I would be an ideal choice for Ottawa Senators GM. I have an internet connection, and so I can look at nhlnumbers.com and sportsclubstats.com any time I want, and by using NHL.com, I can look up the age of players before signing them. I have an iPhone with an application on it that lets me know all the scores right away. I think we should sign Brad Richards to a contract that pays him $78M in the first year and $1M a year for the next 3000. These are not my only good ideas. I also think that Ottawa should hire a coach that has a strategy based around the team winning more games than it loses. I believe this very strongly. In today’s NHL (NHL 2.0), only those teams with a winning record will have any chance of sneaking into the playoffs as the eighth seed and maybe their goalie getting hot and going on a run to the third round where they’re annihilated by a team who has meticulously planned and built through the draft. Which, as well all know, is what Ottawa needs to do if it’s going to break even. Oh, I will also change our slogan from My Town. My Team to This is the Year We Break Even.

Also, and I know I’m being presumptuous, but on my first day on the job I would institute a rule that all Senators jerseys cannot have gold sparkles in them. I’m sorry, but the current policy that even if you come up with a black third jersey with the word SENS across the front that it must, somewhere, have gold sparkle in it is making us the laughing stock of the league. Even more so than drafting Brian Lee ninth overall. This new rule will be a crucial part of our success. Our new jersey will feature a black circle on a black background with black flames coming out of it, and all players will be made to wear balaclavas and carry large wooden clubs. Also, the blades of the skates will be replaced with machetes.

Lastly, I would consider trading Alex Kovalev for the 1st overall picks in 2011 and 2012. Have you been watching the World Juniors? I wish we had some of those guys. At least more than that one huge guy on defence who never seems to play the big minutes.

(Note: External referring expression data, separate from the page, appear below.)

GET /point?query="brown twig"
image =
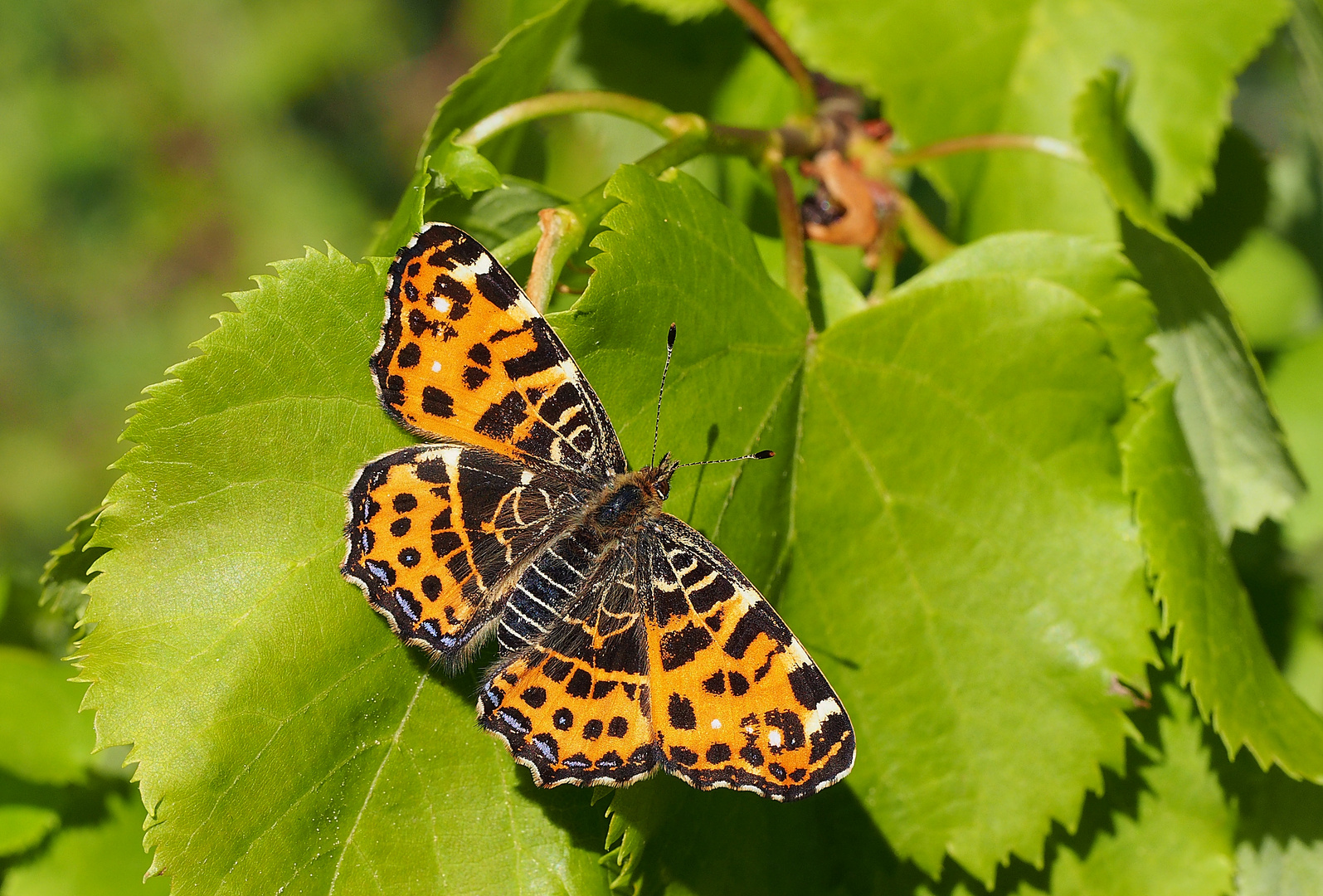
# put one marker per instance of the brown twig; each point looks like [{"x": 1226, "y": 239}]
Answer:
[
  {"x": 771, "y": 39},
  {"x": 980, "y": 142},
  {"x": 791, "y": 226}
]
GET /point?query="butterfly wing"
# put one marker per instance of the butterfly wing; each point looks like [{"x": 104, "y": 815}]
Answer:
[
  {"x": 572, "y": 699},
  {"x": 736, "y": 699},
  {"x": 465, "y": 355},
  {"x": 437, "y": 533}
]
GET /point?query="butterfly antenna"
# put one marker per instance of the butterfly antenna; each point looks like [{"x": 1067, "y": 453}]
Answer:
[
  {"x": 758, "y": 455},
  {"x": 669, "y": 347}
]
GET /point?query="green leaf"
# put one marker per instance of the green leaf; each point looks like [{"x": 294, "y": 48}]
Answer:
[
  {"x": 1272, "y": 289},
  {"x": 1178, "y": 840},
  {"x": 462, "y": 168},
  {"x": 1220, "y": 396},
  {"x": 1296, "y": 387},
  {"x": 738, "y": 353},
  {"x": 42, "y": 736},
  {"x": 285, "y": 738},
  {"x": 1227, "y": 215},
  {"x": 680, "y": 9},
  {"x": 513, "y": 71},
  {"x": 1091, "y": 268},
  {"x": 408, "y": 219},
  {"x": 1218, "y": 640},
  {"x": 831, "y": 294},
  {"x": 1280, "y": 837},
  {"x": 22, "y": 827},
  {"x": 953, "y": 69},
  {"x": 731, "y": 843},
  {"x": 960, "y": 436},
  {"x": 975, "y": 611},
  {"x": 104, "y": 860},
  {"x": 65, "y": 577}
]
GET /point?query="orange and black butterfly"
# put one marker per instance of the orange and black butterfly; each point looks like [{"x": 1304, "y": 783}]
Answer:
[{"x": 627, "y": 640}]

Anyway, I don’t drive, so I would need the organization to provide an express bus pass so I can get out to Kanata, or maybe you could let me work from home. And I can’t skate backwards, so I’d probably need to hire a scout to assess that part of the players’ game. Also, I have a degree in English Literature. But I think that it’s plain to see that despite these horrible, horrible shortcomings, I can’t possibly do any worse than what you've got now. My salary is negotiable. References available upon request. I would also consider the position of Jarkko Ruutu.

Sincerely,
Vaclav Varada

Varada is a regular contributor to The Cory Clouston Fashion Review, which may have to come up with a new name soon.